CHAPTER XXI

ACROSS BURNING SANDS

When one has long expected a certain disaster, even though it be one that can be averted by no act of the victim, a reprieve can scarcely be a greater relief than the shock of another, and utterly unexpected, catastrophe.

Belinda, day after day, had looked forward to the fatal moment when Doctor Herschall should stalk into her ward and discover with his piercing black eyes that "Nurse Genau" was Belinda Melnotte, who he must certainly know had left New York to be a Red Cross nurse in France.

At the alarm from the watchful Jacob that the Herr Doktor approached, the girl discovered that the long-expected peril was dwarfed by danger that threatened from another point.

The unconscious man on the cot, the wounded aviator just brought into the ward, was Frank Sanderson.

Belinda's thoughts fastened to this amazing discovery, and much that it might portend of peril to them both flashed through her mind.

She was not stunned, but was keenly alert in every sense. It impressed her instantly that she alone could shield Sanderson from discovery.

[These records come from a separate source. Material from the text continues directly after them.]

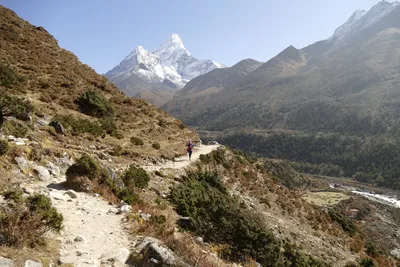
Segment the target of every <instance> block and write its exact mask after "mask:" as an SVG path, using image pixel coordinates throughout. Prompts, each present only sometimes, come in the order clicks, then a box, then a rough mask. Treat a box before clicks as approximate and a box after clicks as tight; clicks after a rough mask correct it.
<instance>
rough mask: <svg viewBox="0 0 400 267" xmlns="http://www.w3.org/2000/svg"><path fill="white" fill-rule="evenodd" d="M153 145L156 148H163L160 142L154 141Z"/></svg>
mask: <svg viewBox="0 0 400 267" xmlns="http://www.w3.org/2000/svg"><path fill="white" fill-rule="evenodd" d="M151 146H152V147H153V148H154V149H160V148H161V146H160V144H159V143H153V144H152V145H151Z"/></svg>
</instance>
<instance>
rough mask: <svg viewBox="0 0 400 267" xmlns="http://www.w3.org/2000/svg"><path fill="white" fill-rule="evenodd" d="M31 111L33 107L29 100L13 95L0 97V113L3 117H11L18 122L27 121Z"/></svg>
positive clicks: (0, 124)
mask: <svg viewBox="0 0 400 267" xmlns="http://www.w3.org/2000/svg"><path fill="white" fill-rule="evenodd" d="M0 94H1V93H0ZM33 110H34V107H33V105H32V103H31V102H30V101H29V100H26V99H24V98H21V97H17V96H13V95H5V94H4V95H1V96H0V113H1V114H2V116H3V117H4V116H13V117H15V118H17V119H19V120H27V119H28V116H27V115H28V114H29V113H31V112H32V111H33ZM0 126H1V124H0Z"/></svg>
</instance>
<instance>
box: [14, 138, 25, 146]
mask: <svg viewBox="0 0 400 267" xmlns="http://www.w3.org/2000/svg"><path fill="white" fill-rule="evenodd" d="M15 145H17V146H24V145H25V142H24V140H23V139H22V138H17V139H15Z"/></svg>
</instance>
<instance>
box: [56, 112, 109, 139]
mask: <svg viewBox="0 0 400 267" xmlns="http://www.w3.org/2000/svg"><path fill="white" fill-rule="evenodd" d="M53 121H58V122H59V123H61V124H62V125H63V126H64V128H65V129H68V128H69V130H70V131H71V133H72V134H73V135H81V134H84V133H88V134H90V135H93V136H96V137H98V136H101V135H103V134H104V130H103V128H102V127H101V126H100V125H99V124H98V123H97V122H92V121H89V120H86V119H80V118H74V117H72V116H67V115H57V116H55V117H54V118H53Z"/></svg>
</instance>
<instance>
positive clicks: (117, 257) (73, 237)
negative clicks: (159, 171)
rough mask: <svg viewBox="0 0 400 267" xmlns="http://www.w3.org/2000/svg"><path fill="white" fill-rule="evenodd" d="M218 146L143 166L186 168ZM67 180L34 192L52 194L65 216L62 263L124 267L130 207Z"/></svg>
mask: <svg viewBox="0 0 400 267" xmlns="http://www.w3.org/2000/svg"><path fill="white" fill-rule="evenodd" d="M218 147H220V146H219V145H210V146H205V145H203V146H200V147H196V148H195V149H194V151H193V155H192V161H189V159H188V156H184V157H180V158H177V159H175V161H167V162H164V163H163V164H158V165H151V166H143V168H144V169H146V170H147V171H155V170H160V169H162V168H173V169H180V168H185V167H186V166H188V165H189V164H191V163H192V162H194V161H196V160H198V159H199V157H200V155H201V154H208V153H210V152H211V151H213V150H215V149H216V148H218ZM64 181H65V176H59V178H56V179H53V180H51V181H49V182H40V184H37V185H36V186H34V191H36V192H41V193H44V194H47V195H49V196H50V198H51V200H52V203H53V205H54V207H55V208H56V209H57V210H58V211H59V212H60V213H62V214H63V216H64V230H63V233H62V235H61V236H60V237H59V240H60V242H61V248H60V263H63V264H68V263H70V264H73V265H74V266H77V267H80V266H82V267H86V266H124V264H123V263H125V262H126V260H127V259H128V257H129V250H130V249H131V247H130V245H131V244H130V242H129V240H128V234H127V233H126V232H124V229H123V227H122V224H121V221H122V220H123V218H124V212H127V211H129V210H130V206H127V205H126V206H122V207H121V206H120V207H115V206H112V205H109V204H108V203H107V202H106V201H104V200H103V199H102V198H101V197H99V196H97V195H93V194H87V193H80V192H74V191H72V190H69V189H68V188H66V187H64V186H63V182H64ZM28 191H29V190H28Z"/></svg>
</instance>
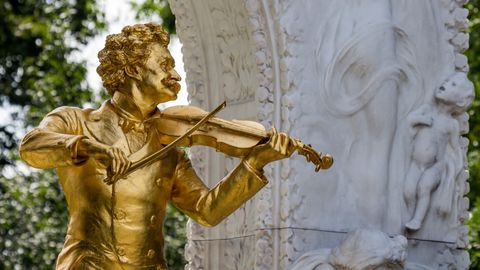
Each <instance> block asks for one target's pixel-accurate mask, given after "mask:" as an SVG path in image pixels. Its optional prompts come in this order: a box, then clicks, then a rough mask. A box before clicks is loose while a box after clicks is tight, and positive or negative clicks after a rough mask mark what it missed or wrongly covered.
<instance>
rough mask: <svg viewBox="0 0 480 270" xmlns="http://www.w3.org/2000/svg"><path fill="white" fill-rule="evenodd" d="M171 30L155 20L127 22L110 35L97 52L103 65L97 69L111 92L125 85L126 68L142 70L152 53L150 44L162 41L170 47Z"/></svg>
mask: <svg viewBox="0 0 480 270" xmlns="http://www.w3.org/2000/svg"><path fill="white" fill-rule="evenodd" d="M169 42H170V37H169V35H168V33H167V32H166V31H165V30H163V28H162V27H161V26H159V25H157V24H154V23H147V24H135V25H132V26H126V27H124V28H123V29H122V32H121V33H120V34H113V35H108V36H107V40H106V42H105V48H103V49H102V50H101V51H100V52H99V53H98V59H99V60H100V65H99V66H98V67H97V73H98V74H99V75H100V77H101V78H102V82H103V86H105V88H106V89H107V91H108V94H109V95H110V96H112V95H113V93H115V91H118V90H120V89H121V88H122V86H123V85H124V83H125V82H126V80H127V78H128V75H127V73H126V69H127V68H133V69H134V70H136V71H137V72H139V73H140V74H142V71H143V67H144V66H145V63H146V62H147V59H148V57H149V55H150V53H151V50H150V45H152V44H160V45H161V46H163V47H165V48H167V47H168V43H169Z"/></svg>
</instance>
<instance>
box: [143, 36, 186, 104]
mask: <svg viewBox="0 0 480 270" xmlns="http://www.w3.org/2000/svg"><path fill="white" fill-rule="evenodd" d="M174 67H175V61H174V60H173V57H172V56H171V55H170V52H169V51H168V50H167V49H166V48H164V47H162V46H161V45H159V44H154V45H152V47H151V53H150V55H149V57H148V60H147V62H146V64H145V67H144V72H143V76H142V81H140V82H138V86H139V90H140V91H141V93H142V94H143V96H144V99H145V100H149V101H150V102H152V103H156V104H159V103H163V102H166V101H170V100H175V99H176V98H177V94H178V92H179V91H180V84H179V83H178V81H180V79H181V78H180V75H178V73H177V72H176V71H175V69H174Z"/></svg>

For recognition by Doctor Herschall would bring disaster to the young American aviator. He had been found within the enemy's lines and in German uniform. The ignoble death of a spy could scarcely fail to be his portion if his identity was revealed to the Germans.

The thought of Sanderson's plight dwarfed the sense of her own danger. Here approached—even now he was entering the door—the surgeon who had treated the aviator in the New York hospital eight months before. Belinda hoped that Doctor Herschall would not recognize the unconscious airman.